O assunto calçadão rendeu, mas continuo com a mesma opinião!

O assunto calçadão rendeu, mas continuo com a mesma opinião!

Ainda sobre o comentário de estreia desta coluna, que tratou da liberação de trânsito de veículos no calçadão de Concórdia, o assunto rendeu. E como rendeu! Muitos comentários na fanpage no Facebook e também na própria página. Analisando as opiniões, dá para concluir que a maioria defende o fechamento do calçadão para carros. Uns colocaram suas justificativas para isso e outros, não.


Porém, o que me deixa feliz como formador de opinião é que todos as colocações foram respeitosas, isso dos dois lados. O objetivo da coluna é justamente esse! Promover o debate inteligente, proporcionar chance de se posicionar sobre os assuntos palpitantes da cidade e fazer valer a premissa de que a pluralidade de ideias enriquece, não desagrega.


Entretanto, o que me fez retomar esse assunto hoje é o fato de que fui interpelado por pessoas, obviamente ligadas ao urbanismo e mobilidade urbana, sobre o trecho do comentário da última semana que apontou que haveria congestionamentos com sobrecarga de veículos em vias próximas, sem uma alternativa que interligasse a rua do Comércio ao entroncamento com a Doutor Maruri, defronte à Rua Coberta, isso com a proibição de trânsito de carros no calçadão. Usei esses pontos para defender a minha posição de que esse trecho não deve ser fechado para o trânsito de carros. Continuo com essa posição.

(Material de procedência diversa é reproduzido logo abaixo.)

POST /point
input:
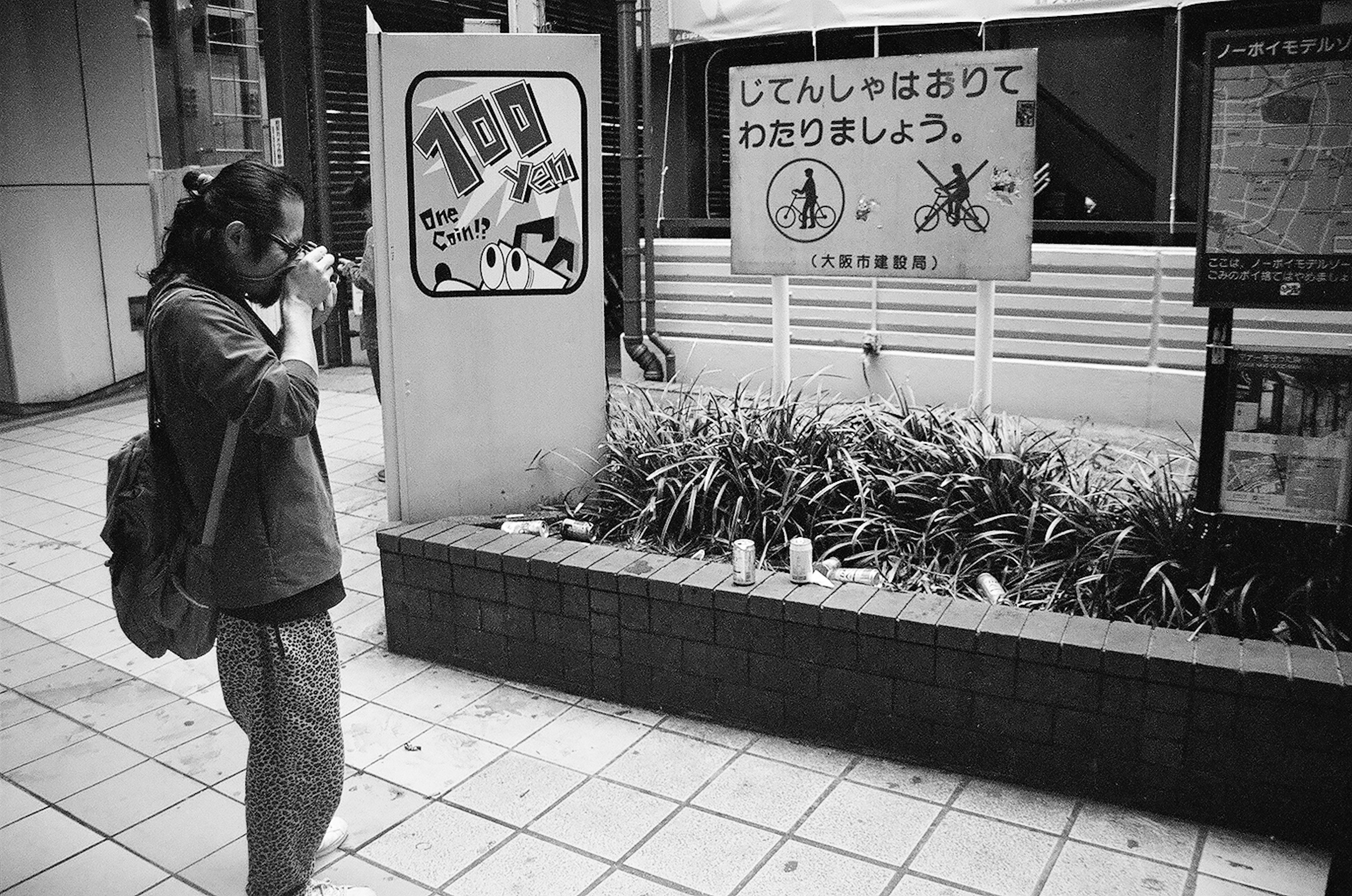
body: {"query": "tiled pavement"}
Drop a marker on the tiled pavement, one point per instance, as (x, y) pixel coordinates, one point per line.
(121, 775)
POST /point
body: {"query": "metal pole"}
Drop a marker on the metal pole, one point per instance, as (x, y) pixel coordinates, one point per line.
(985, 348)
(779, 333)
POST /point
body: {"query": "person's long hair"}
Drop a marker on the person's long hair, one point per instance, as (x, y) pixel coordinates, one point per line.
(245, 191)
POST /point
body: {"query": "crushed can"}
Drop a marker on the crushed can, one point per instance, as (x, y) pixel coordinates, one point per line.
(991, 588)
(800, 560)
(856, 575)
(575, 530)
(525, 527)
(744, 561)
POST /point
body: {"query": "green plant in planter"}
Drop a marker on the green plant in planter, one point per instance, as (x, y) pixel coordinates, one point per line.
(935, 496)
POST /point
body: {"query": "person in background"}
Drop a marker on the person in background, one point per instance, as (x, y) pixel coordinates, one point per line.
(364, 275)
(275, 571)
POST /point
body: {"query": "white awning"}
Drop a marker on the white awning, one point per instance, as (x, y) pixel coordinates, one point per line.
(727, 19)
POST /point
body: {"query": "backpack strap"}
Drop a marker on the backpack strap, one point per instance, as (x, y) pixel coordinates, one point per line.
(228, 448)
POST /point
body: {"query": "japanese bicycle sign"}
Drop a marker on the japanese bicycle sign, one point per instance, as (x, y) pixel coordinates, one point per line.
(896, 167)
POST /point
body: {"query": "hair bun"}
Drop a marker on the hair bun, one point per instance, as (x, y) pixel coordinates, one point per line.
(195, 182)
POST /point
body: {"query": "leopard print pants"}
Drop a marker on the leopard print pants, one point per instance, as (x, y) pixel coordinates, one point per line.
(282, 686)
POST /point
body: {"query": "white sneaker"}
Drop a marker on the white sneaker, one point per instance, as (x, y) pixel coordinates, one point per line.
(329, 888)
(334, 837)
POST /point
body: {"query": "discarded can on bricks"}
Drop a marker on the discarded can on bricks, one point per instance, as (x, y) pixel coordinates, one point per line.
(576, 530)
(858, 576)
(800, 560)
(526, 527)
(828, 565)
(991, 588)
(744, 561)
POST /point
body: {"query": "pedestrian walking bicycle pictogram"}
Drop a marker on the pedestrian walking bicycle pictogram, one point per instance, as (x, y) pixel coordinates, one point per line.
(954, 203)
(803, 201)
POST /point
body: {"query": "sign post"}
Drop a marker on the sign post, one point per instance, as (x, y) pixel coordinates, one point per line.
(896, 167)
(486, 171)
(1277, 433)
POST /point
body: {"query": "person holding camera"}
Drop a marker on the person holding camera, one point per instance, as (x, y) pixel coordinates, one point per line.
(275, 569)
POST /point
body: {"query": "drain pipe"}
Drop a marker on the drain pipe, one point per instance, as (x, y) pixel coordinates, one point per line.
(652, 180)
(629, 210)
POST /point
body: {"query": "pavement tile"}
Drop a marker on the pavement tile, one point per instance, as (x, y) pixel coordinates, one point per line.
(72, 684)
(352, 871)
(37, 737)
(187, 832)
(712, 732)
(15, 803)
(1155, 837)
(372, 806)
(37, 663)
(703, 852)
(167, 728)
(800, 870)
(372, 732)
(515, 788)
(528, 865)
(436, 762)
(809, 756)
(1088, 870)
(605, 820)
(15, 709)
(71, 770)
(40, 841)
(763, 792)
(118, 872)
(506, 715)
(1020, 804)
(118, 704)
(378, 671)
(211, 757)
(622, 883)
(583, 740)
(436, 844)
(130, 796)
(900, 778)
(668, 764)
(881, 826)
(1258, 861)
(224, 872)
(985, 854)
(436, 693)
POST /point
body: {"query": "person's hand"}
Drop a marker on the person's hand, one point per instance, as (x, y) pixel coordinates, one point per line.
(310, 280)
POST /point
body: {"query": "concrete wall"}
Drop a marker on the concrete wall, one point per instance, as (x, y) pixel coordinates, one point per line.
(75, 209)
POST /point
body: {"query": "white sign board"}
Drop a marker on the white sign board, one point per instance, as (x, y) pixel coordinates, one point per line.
(896, 167)
(486, 177)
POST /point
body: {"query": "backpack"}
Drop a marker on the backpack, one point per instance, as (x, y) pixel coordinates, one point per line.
(152, 553)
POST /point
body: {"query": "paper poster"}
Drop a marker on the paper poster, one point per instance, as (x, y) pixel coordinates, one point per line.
(498, 195)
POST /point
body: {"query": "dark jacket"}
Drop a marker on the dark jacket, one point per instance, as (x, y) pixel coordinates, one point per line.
(214, 361)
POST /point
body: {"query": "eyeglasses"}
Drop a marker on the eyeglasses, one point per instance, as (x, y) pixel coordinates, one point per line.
(294, 251)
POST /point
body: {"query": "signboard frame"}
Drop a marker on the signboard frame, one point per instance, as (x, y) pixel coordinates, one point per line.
(1279, 280)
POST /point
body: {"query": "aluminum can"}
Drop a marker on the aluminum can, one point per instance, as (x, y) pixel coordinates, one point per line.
(855, 575)
(526, 527)
(828, 565)
(991, 588)
(576, 530)
(801, 560)
(744, 561)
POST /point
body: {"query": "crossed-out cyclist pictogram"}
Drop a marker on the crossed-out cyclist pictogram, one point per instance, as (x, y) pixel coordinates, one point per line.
(952, 202)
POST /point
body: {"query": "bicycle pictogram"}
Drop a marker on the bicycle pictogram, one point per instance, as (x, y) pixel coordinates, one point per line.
(803, 201)
(952, 203)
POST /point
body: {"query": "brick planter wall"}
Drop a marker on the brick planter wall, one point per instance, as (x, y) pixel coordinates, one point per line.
(1248, 734)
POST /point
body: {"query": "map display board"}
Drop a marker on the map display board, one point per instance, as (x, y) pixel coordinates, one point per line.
(896, 167)
(1278, 201)
(1289, 448)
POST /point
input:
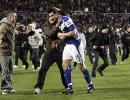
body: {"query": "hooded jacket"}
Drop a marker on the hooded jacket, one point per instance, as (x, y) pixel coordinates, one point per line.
(7, 32)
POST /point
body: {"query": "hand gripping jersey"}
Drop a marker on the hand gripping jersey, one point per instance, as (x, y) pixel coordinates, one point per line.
(67, 25)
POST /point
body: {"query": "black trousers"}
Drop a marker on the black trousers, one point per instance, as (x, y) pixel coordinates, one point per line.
(48, 59)
(112, 53)
(35, 57)
(126, 51)
(100, 53)
(20, 53)
(89, 53)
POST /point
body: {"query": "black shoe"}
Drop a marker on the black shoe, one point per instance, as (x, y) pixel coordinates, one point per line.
(91, 88)
(93, 75)
(100, 72)
(113, 63)
(68, 91)
(26, 66)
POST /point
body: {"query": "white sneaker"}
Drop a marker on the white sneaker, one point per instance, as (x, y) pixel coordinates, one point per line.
(15, 66)
(12, 91)
(4, 91)
(23, 66)
(37, 91)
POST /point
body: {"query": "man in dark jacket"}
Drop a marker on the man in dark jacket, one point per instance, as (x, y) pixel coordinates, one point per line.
(99, 42)
(7, 32)
(126, 44)
(54, 48)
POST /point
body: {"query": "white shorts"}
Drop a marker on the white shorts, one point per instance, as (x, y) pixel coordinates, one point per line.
(70, 52)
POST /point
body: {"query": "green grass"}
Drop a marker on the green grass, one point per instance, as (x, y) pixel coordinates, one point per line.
(115, 85)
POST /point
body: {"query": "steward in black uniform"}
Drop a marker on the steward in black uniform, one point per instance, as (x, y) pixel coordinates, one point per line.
(126, 44)
(99, 42)
(54, 48)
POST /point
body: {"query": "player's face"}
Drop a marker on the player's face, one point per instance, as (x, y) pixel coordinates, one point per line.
(53, 17)
(105, 30)
(128, 29)
(90, 29)
(13, 17)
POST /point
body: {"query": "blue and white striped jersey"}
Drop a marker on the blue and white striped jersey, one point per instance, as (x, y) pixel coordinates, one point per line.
(68, 25)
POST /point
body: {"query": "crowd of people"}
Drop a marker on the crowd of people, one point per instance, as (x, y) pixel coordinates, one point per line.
(98, 34)
(116, 6)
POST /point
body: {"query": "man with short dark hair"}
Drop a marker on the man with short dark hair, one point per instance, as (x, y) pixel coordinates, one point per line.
(54, 48)
(7, 32)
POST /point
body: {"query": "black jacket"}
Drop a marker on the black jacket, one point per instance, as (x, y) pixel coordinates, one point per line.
(99, 39)
(49, 36)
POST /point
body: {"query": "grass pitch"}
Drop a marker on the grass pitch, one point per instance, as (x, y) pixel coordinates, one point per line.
(115, 85)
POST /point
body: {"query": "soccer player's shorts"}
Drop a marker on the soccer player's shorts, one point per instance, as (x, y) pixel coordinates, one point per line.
(71, 52)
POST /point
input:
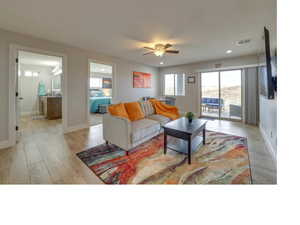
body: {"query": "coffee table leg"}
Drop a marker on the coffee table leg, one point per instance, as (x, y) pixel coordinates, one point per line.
(203, 136)
(165, 143)
(189, 150)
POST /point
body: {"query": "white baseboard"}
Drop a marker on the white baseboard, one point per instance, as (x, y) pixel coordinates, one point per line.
(31, 113)
(268, 143)
(76, 127)
(4, 144)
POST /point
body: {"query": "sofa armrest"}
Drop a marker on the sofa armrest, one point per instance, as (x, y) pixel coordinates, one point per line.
(117, 130)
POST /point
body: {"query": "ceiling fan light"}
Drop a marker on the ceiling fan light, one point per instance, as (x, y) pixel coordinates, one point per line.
(159, 52)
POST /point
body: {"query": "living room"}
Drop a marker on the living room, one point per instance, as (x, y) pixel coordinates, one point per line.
(165, 93)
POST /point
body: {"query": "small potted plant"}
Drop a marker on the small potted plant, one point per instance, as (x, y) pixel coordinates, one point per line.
(189, 116)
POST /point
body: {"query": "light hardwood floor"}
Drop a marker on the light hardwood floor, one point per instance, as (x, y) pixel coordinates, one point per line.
(44, 155)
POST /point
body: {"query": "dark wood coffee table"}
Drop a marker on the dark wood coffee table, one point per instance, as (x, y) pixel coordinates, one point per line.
(184, 136)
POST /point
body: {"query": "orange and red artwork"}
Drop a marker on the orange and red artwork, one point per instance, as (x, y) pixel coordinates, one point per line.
(141, 80)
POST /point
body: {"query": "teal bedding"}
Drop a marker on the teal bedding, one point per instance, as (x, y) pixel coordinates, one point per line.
(95, 101)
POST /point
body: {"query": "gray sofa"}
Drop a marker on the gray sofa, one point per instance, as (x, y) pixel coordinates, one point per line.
(126, 134)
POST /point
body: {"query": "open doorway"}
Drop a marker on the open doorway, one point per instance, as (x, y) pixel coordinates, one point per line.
(39, 100)
(100, 90)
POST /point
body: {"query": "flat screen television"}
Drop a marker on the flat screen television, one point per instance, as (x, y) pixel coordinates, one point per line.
(268, 73)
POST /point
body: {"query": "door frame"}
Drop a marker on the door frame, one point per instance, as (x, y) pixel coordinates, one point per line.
(219, 84)
(13, 55)
(114, 89)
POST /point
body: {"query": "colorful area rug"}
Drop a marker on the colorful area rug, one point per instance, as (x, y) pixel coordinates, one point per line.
(223, 160)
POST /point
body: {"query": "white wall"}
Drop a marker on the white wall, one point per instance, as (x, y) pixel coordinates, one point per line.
(77, 77)
(28, 86)
(268, 118)
(189, 101)
(268, 121)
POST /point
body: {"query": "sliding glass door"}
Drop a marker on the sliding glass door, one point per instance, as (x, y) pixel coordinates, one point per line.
(221, 94)
(210, 94)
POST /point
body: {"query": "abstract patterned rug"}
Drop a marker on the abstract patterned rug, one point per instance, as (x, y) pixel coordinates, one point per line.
(223, 160)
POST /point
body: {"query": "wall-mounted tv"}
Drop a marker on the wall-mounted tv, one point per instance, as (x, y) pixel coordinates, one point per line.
(268, 73)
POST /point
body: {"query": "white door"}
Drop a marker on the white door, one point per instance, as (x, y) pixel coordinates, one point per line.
(18, 100)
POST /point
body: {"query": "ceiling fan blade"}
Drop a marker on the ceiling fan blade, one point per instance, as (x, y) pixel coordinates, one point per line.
(168, 46)
(172, 51)
(149, 48)
(147, 53)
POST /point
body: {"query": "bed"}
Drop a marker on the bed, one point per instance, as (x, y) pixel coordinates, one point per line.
(97, 98)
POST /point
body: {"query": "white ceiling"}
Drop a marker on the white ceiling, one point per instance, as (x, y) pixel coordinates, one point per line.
(100, 68)
(200, 29)
(30, 58)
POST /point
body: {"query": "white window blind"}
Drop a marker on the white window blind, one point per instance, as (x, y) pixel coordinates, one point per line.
(174, 84)
(95, 82)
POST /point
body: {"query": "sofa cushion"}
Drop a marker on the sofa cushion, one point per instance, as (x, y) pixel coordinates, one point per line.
(143, 128)
(118, 110)
(159, 118)
(134, 111)
(147, 108)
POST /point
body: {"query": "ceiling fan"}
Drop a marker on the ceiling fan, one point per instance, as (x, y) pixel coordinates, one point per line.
(160, 50)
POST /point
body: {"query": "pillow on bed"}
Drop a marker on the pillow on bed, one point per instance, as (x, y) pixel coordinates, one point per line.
(95, 93)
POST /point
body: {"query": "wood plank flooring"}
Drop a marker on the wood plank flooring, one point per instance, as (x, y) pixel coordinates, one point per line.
(44, 155)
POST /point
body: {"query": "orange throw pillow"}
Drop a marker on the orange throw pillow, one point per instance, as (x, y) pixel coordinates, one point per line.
(118, 110)
(134, 111)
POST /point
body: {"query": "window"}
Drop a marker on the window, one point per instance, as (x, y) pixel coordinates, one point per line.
(95, 82)
(174, 84)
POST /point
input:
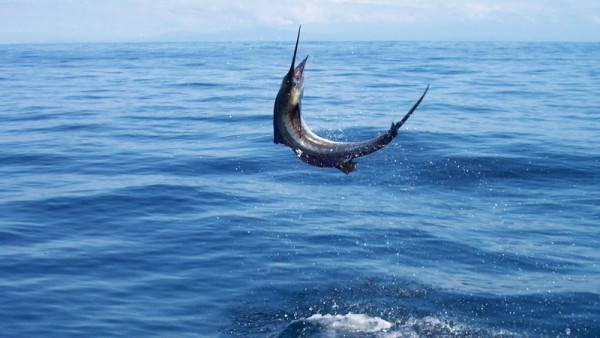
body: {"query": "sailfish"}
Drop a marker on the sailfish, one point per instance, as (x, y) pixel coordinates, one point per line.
(289, 127)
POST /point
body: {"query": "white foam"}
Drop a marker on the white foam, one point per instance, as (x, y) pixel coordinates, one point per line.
(352, 322)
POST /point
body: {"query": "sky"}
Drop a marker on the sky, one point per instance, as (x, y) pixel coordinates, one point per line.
(60, 21)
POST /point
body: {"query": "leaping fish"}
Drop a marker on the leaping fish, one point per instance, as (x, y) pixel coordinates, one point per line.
(289, 127)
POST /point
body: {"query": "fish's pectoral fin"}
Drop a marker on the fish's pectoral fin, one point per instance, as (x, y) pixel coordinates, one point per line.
(346, 167)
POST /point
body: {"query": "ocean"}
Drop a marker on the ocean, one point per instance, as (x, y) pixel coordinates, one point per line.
(141, 193)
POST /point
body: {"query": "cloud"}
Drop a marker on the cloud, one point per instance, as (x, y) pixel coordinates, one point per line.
(151, 20)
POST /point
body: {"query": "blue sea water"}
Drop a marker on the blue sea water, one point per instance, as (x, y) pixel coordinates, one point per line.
(141, 193)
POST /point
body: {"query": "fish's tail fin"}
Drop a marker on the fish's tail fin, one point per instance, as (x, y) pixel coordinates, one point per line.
(347, 167)
(396, 126)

Sobre isso, tive a atenção chamada nos últimos dias de que poderia ser feito um acesso para a região da praça pela Anita Garibaldi, que vai ser nos dois sentidos, passando pela Travessa Antônio Brunetto e Adolfo Konder. Isso sem falar que há uma faixa para veículos no trajeto do novo calçadão em frente ao Banco Santander, que também poderia ser usada. Em relação à essas ponderações, não tenho opinião formada se isso irá funcionar ou não na prática. Mas à pedidos, fiz o registro dessa possibilidade para dar novos elementos à opinião pública, já que segmentos da sociedade estão sendo chamados para discutir a regulamentação do uso do calçadão.


A questão ainda está em aberto e uma definição deve ocorrer nas próximas semanas. Claro que o local ficou bonito e aprazível para os pedestres. Tem mais espaço e certamente nos finais de semana, será um ponto de encontro. Porém, é preciso saber o que pensam os responsáveis pelos estabelecimentos e comércios que estão endereçados ao longo do trecho em questão. Sou da opinião de que beleza sem funcionalidade, nesse caso mobilidade, não funciona!